I love food for myself because it does not talk back to me and it provides some immediate comfort. See it is tough to talk to my husband about it because he is just as crazy as I am. He has no answers or suggestions. We rely on the expects, but they really do not understand unless they are here feeding her. As soon as you think you have a victory with something new, as soon as you think you found that one thing that will work, she changes, she no longer likes it, she won't use that. She has changed her mind that she does not like that technique anymore...no warning, no indication, you are left to find another way to feed her. The professionals have great suggestions, but she is just her own monster because of her very unique anatomy. It has been a struggle for all involved, I think. But we admire our team, they continue to work with us and give us suggestions!
So the cycle goes on and on. Yes, I am super thankful that she is where she is at. I understand this is a process and a journey, that we may battle this the rest of our lives. At this point, I feel completely defeated. I feel exhausted and angry. I don't understand the plans and why we must endure this. But I know there is a plan, I know God is holding us; He has shown us small victories here and there.

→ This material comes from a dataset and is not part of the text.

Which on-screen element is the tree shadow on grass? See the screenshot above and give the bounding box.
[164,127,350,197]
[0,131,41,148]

I guess this struggle would be much like a disability that you cannot see, a chronic illness that does not present itself all of the time. It is a struggle, like any other, that you constantly deal with. It is a problem where there is not a fix. It is something you must continue to battle and fight. You give it your all and trust that God will carry you the rest of the way.
Sigh.....it is time to feed her once again. What should I feed her? What flavor will she like? What games will we have to play? Will this meal be a success?
And yet, I continue to battle this vicious cycle because she is worth it, because she is my secret that keeps me going. She pushes me to the end, but in the end, she is the secret that makes me go. She is nothing short of a miracle and I don't forget that.